Chapter 2. Running MonAMI

Table of Contents

2.1. Options for monamid
2.2. Testing a configuration
2.3. Running in production environment
2.4. Running from within the CVS tree

In this section, the various modes of running MonAMI are discussed. In most production environments, MonAMI runs as a single detached process (a daemon), launched from the system start-up scripts (the init scripts), as described in Section 2.3, “Running in production environment”. Other modes of running monamid, such as testing a new configuration, are also discussed.

2.1. Options for monamid

The MonAMI application (monamid) accepts only a limited number of options as most of the behaviour is controlled by the configuration file (/home/paul/MonAMI-test-install/etc/monami.conf). The format of this configuration file is described in a later section of this guide (Chapter 3, Configuring MonAMI).

The following options are available for the monamid application.
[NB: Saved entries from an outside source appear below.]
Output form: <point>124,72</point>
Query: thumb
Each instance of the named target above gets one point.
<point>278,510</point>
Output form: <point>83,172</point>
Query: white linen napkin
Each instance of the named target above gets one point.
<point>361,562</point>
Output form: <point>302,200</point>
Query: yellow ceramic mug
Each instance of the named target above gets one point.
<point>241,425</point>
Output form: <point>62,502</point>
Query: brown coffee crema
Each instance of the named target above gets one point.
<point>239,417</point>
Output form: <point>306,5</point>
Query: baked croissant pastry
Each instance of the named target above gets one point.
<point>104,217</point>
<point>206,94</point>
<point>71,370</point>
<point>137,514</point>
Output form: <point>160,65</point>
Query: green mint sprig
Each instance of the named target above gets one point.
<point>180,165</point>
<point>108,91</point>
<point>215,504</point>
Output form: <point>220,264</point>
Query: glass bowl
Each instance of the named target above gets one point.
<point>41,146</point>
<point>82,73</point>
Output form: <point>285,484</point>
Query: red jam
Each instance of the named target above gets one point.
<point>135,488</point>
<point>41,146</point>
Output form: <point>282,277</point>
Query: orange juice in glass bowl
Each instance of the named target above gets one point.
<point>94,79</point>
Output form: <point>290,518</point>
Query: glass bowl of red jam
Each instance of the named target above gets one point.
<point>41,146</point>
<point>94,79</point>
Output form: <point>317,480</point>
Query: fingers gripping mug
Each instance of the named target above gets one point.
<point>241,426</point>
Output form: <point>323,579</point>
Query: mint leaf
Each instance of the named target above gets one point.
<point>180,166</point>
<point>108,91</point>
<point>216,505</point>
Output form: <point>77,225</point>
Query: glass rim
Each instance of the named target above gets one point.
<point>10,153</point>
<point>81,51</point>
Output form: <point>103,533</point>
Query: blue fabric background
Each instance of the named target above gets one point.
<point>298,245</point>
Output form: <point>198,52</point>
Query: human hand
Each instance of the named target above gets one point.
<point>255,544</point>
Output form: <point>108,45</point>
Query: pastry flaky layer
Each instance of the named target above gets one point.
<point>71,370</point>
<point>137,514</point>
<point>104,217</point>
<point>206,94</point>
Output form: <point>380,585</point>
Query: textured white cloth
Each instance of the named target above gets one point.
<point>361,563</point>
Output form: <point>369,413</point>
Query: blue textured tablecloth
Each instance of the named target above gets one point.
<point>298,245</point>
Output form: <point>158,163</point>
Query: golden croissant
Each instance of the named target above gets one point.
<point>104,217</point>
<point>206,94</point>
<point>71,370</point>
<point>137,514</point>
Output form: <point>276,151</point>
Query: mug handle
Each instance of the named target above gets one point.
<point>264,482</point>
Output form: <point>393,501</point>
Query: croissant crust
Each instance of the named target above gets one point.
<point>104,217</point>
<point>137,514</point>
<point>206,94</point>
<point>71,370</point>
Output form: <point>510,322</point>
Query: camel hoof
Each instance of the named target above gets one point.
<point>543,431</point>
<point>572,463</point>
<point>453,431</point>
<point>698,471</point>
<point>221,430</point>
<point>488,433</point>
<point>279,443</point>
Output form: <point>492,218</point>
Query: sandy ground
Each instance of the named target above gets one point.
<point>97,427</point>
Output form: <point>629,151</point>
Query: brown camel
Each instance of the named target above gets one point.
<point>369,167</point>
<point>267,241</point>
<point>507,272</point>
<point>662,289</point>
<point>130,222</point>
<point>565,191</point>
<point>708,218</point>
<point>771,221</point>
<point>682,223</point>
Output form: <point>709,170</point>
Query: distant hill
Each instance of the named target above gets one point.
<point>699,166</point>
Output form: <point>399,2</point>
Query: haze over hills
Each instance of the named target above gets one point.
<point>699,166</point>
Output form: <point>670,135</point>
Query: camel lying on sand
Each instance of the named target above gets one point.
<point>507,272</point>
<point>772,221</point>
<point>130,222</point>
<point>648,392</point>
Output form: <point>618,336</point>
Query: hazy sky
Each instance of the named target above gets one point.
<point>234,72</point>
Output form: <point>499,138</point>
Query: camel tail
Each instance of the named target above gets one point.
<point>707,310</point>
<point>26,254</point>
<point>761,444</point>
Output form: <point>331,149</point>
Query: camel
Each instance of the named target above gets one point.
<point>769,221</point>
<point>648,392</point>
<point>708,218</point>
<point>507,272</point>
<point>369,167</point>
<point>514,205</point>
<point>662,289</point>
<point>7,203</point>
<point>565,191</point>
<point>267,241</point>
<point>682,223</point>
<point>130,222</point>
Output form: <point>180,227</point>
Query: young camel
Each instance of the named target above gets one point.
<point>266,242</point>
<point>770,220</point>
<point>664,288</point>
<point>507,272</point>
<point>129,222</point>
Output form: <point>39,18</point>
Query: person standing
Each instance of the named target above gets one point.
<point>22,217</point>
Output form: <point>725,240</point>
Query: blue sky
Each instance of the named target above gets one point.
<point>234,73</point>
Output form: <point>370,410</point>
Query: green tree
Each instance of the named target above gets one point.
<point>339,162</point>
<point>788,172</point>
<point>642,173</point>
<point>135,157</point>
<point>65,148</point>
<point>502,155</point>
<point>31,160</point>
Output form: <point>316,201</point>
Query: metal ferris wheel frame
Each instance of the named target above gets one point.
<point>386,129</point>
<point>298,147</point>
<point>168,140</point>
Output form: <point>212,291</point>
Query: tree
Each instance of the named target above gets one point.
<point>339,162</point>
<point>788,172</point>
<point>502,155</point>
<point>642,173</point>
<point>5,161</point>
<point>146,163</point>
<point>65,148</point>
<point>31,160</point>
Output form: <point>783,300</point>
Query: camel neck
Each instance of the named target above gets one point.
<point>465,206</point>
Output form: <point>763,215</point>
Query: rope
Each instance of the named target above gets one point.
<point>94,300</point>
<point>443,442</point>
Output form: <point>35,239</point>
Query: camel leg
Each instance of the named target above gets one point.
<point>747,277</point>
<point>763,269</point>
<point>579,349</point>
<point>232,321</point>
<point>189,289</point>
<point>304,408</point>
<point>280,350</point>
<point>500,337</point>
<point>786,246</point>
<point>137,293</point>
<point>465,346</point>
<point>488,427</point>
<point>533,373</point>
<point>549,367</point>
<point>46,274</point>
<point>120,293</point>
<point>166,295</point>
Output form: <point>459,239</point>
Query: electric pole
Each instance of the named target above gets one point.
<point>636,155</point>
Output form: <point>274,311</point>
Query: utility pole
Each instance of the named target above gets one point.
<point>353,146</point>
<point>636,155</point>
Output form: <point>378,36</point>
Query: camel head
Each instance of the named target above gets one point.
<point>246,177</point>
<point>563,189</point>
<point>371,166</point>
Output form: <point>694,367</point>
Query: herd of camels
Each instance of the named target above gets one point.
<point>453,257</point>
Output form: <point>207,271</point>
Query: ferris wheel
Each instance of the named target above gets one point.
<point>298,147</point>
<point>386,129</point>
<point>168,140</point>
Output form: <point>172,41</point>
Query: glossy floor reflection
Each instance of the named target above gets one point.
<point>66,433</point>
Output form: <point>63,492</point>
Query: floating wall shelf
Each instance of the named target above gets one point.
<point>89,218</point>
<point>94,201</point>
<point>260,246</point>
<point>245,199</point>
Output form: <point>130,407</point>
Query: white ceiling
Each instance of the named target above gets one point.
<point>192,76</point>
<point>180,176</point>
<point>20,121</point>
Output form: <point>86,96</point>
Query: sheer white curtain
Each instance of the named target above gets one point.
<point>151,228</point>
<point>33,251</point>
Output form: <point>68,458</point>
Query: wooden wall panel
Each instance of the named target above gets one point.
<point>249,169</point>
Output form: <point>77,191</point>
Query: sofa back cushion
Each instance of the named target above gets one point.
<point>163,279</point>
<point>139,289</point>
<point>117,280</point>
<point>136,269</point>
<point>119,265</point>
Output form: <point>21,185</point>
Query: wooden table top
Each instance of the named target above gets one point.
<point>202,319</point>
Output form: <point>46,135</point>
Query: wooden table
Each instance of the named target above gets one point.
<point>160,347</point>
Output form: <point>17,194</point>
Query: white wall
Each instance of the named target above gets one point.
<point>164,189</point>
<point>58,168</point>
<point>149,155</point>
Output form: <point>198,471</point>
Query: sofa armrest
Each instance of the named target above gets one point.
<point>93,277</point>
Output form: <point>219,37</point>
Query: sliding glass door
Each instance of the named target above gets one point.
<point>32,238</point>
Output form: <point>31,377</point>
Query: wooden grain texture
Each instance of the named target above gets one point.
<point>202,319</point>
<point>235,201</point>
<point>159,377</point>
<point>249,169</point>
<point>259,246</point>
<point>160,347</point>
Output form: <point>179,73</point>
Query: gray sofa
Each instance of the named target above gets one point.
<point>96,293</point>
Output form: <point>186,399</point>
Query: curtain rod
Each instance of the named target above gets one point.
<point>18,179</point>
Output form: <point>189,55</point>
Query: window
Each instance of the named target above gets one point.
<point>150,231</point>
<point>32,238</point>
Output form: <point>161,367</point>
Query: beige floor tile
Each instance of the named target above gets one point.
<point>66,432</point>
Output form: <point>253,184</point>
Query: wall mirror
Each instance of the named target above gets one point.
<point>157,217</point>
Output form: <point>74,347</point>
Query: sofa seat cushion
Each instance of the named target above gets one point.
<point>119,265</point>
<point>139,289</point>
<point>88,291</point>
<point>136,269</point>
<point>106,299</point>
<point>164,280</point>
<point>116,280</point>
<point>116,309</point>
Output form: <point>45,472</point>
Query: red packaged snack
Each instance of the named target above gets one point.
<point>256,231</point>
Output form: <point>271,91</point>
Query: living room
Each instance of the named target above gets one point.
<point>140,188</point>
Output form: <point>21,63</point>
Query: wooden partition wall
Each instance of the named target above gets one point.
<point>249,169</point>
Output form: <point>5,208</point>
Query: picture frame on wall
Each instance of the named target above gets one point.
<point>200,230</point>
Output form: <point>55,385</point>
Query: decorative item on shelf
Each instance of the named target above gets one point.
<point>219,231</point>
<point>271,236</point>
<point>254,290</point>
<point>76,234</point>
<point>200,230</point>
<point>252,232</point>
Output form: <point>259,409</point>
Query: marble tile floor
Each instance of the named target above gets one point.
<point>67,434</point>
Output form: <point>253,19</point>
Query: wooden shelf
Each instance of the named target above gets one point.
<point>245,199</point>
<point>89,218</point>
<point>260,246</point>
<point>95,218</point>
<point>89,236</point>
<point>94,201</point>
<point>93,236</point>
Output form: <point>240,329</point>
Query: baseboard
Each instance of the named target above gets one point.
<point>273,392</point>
monamid [-f] [-h] [-v] [-V] [--pid-file file]

-f or --no-daemon

run in the foreground, i.e. do not detach from current terminal. Unless explicitly configured in monami.conf, logging output will be sent to stdout or stderr.

-h or --help

display a brief synopsis of available options.

-v or --verbose

show more of the logging information. MonAMI aims to be a quiet application. By default it will only report problems that are from extern resources or that are due to configuration that is inconsistent. With the -v option specified extra information is reported that, whilst not necessarily reporting an error, is indicative of potentially abnormal activity. This is often useful when MonAMI is not behaving as expected.

This option can be repeated to include extra debugging information; information useful when tracking down programming problems within MonAMI.

-V or --version

display the version of MonAMI and exit.

--pid-file file

store the PID of monamid in file, creating file if it does not already exist.